Tak jak kiedys czytalem ten blog codziennie, tak teraz wchodze raz na kwartal… Niestety tematyka superbohaterska zupelnie mi nie odpowiada, no ale to Twoj blog i Ty decydujesz.
Troche mnie takze zrazila „promocja” chinskich podrobek figurek. Roznica miedzy nimi a np. Cobi jest taka ze polska firma tworzy wlasne serie i wlasne (czesto zupelnie inaczej skonstruowane) figurki. Natomias chinczycy umieja tylko chamsko kopiowac. Nie powinno sie czegos takiego wspierac, jest to IMO nie fair wobec Lego i innych ktorzy prubuja cos urozmaicic. Nie polecam pokazywac czegokolwiek chinskiej produkcji na tym blogu.
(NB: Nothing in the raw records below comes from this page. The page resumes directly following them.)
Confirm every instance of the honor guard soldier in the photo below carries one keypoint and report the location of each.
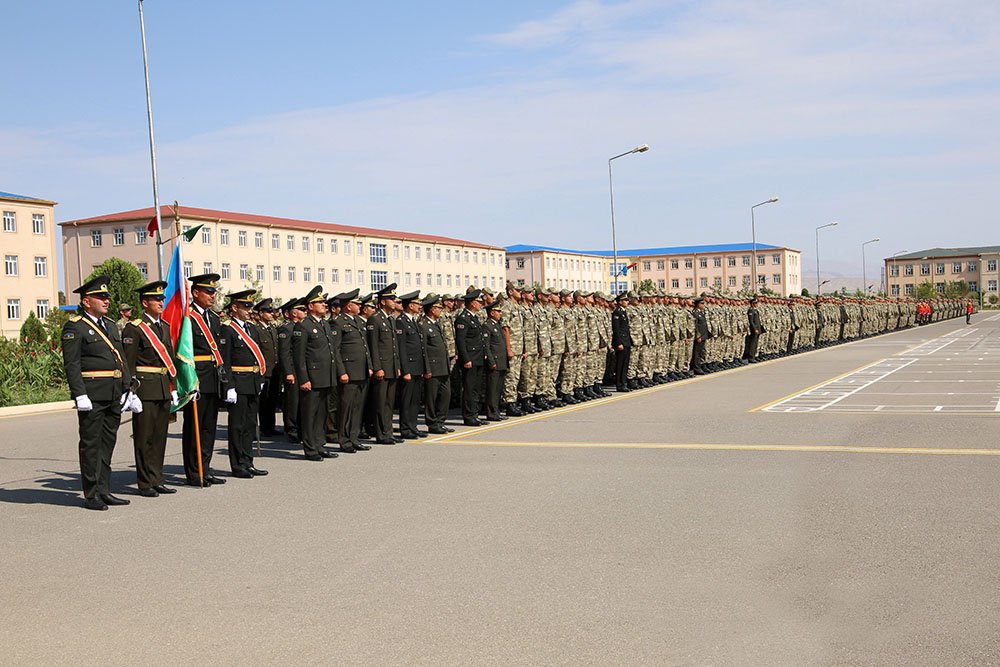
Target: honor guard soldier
(151, 360)
(385, 357)
(412, 366)
(272, 382)
(471, 343)
(294, 311)
(353, 368)
(313, 343)
(98, 381)
(496, 360)
(437, 375)
(243, 356)
(206, 329)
Czytam kiedy widze cokolwiek innego niz superbohaterowie 😉 Jesli o nich chodzi to spojrze tylko pod katem ewentualnych przydatnych czesci, no ale to moge sobie zrobic wszedzie. Polecalbym utworzenie osobnego bloga dla nich bo tutaj juz troszke chyba ludzie maja ich dosyc z tego co czytam w innych komentarzach.
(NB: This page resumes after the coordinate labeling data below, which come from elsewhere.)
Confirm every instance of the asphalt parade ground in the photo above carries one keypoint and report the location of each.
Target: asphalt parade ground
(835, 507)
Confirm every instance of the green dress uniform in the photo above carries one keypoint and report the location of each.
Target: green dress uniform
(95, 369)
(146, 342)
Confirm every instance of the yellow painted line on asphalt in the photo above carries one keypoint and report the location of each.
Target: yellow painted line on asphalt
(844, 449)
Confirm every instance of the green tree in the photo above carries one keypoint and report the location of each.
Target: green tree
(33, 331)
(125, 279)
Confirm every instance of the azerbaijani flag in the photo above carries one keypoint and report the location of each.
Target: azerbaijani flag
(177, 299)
Co do tematów superbohaterskich, to zdania są podzielone, sporo osób sobie chwali tą tematykę, sporo osób ona ich nie interesuje. To tak samo jakby nagle pojawiło się więcej notek o Star Warsach czy Ninjago – wiele osób to zgani, wiele będzie się cieszyć. Niestety, blog nie jest malutki, prowadzi go tylko jedna osoba, nie ma szans pisać o wszystkim. Kiedyś była taka próba, czyli blog Klocki Hippa, gdzie udzielała się spora liczba redaktorów, niestety z biegiem czasu zapału zabrakło i zostały dwie trzy osoby, a obecnie blog jest martwy…
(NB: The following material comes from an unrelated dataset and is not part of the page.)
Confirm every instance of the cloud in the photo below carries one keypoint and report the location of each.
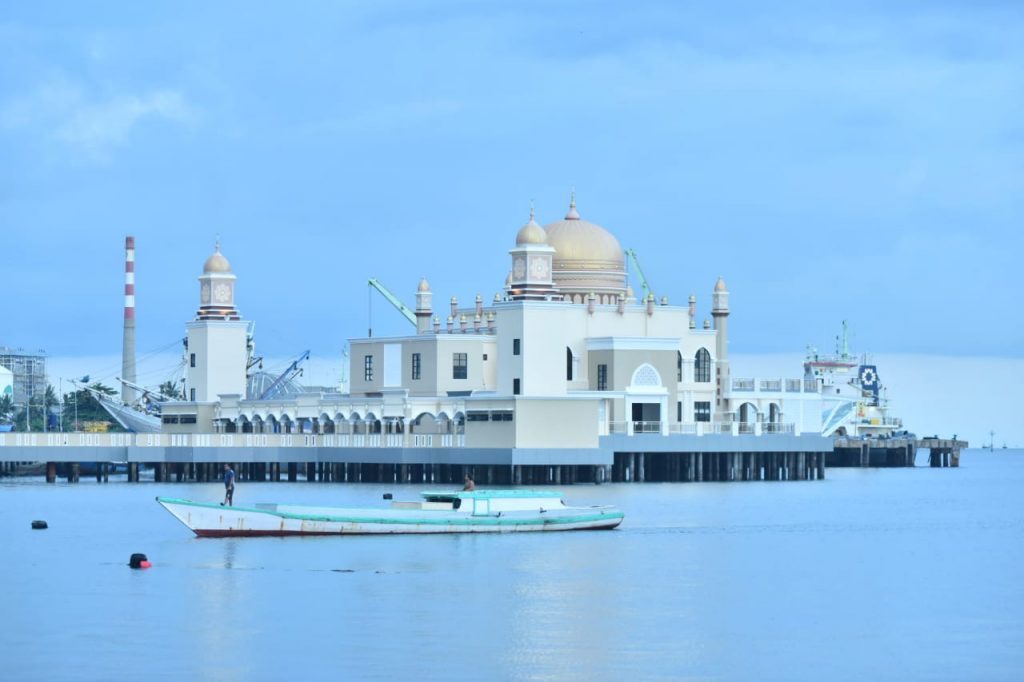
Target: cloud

Co do Chińczyków, po raz kolejny podkreślę: że podróbkom oczywiście mówi nie, ale rynek ten bardzo szybko i sprawnie się rozwija, i w niedługim czasie być może powstanie wiele marek które będą konkurencją dla LEGO i Cobi a nie ich zrzynkami. Co w sumie wyszłoby rynkowi na dobrze, Cobi ma dziwną politykę, a LEGO obrasta zbyt bardzo w piórka i wypuszcza momentami produkty, które nie powinny trafić do sprzedaży. Tak więc warto to śledzić, i wpisy w tym temacie z pewnością nie zdominują bloga, ale od czasu do czasu (raz na kwartał? 😉 ) może się pojawią. A zresztą dotychczas w tym temacie było ile? Dwa, trzy wpisy? Czyli naprawdę, kropla w morzu.
Mój blog, ja decyduję, ale bardzo liczę się z Waszym zdaniem, stąd pytanie. I oczywiście serdeczne dzięki za opinię!